Surge impedance Loading

Surge Impedance Loading:

A transmission line may considered as generating capacitive reactive volt-amperes in shunt capacitance and consuming (absorbing) inductive reactive volt-amperes in its series inductance. The load at which inductive and capacitive reactive volt amperes are equal and opposite is called the surge impedance Loading or (nature load of the line).

"The power delivered by the line to purely resistive load equal to its surge impedance the load at which the inductive and capacitive reactive volt-amperes are equal and opposite, is called surge impedance Loading of the line."

Capacitive volt-amp. generated in the line = V *I = V / Xc = V² / ωL

Inductive volt-amp.  absorbed in the line = V * I = I *XL = I² *ωL

Under natural load conditions,

Capacitive volt-amp. = Inductive volt-amp.

            V² * wc   =    I² * ωL

   or,  V / I   = √(L/C) =  Zo = Surge impedance

At this load V and I are in same phase.

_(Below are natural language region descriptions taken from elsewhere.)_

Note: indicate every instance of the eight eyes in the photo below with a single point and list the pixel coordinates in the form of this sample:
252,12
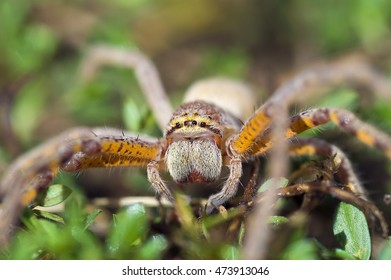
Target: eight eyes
193,122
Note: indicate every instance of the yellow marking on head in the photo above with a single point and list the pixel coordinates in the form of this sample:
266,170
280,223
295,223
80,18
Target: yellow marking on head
365,137
304,150
29,196
334,117
196,118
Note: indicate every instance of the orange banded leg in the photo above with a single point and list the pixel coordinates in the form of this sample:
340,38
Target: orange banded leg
251,130
116,151
344,119
72,150
341,164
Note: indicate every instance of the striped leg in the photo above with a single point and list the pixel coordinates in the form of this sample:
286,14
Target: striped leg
366,133
70,151
341,166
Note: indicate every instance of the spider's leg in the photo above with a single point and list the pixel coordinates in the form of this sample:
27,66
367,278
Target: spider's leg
251,186
341,164
70,151
157,182
145,72
368,208
346,120
230,187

At this Zo is purely resistive. There is not present imaginary value.

If P is the natural load of 3- Φ line,

       P = 3 Vp * Ip cos Φ

Since, load is purely resistive cos Φ = 1

    P = 3 Vp * Ip = 3 Vp * Vp / Zo = 3 Vp² / Zo

Therefore, 

           SIL = 3 Vp² / Zo Watt (for single phase)

or, SIL = 3 * {VL /√(3)} ² / Zo

Therefore, SIL  =  VL ² / Zo   ----------(1)

                                          ( for three phase)

                Where, VL = Line Voltage

The equation is also called ideal power transfer capability.

Thus, surge impedance load of a line may be defined as the power delivered by it to a purely resistive load equal to its surge impedance.

In case of surge impedance Loading;

I.) |VR| = |Vs| and |IR| = |Is|

II.) Load power factor = unity

III.) Voltage regulation = zero

IV.) Losses = zero

V.) Efficiency = maximum

**Surge impedance Loading is higher in underground cable than overhead transmission line because surge impedance of cable and overhead transmission is 50 ohm and 400 ohm respectively.**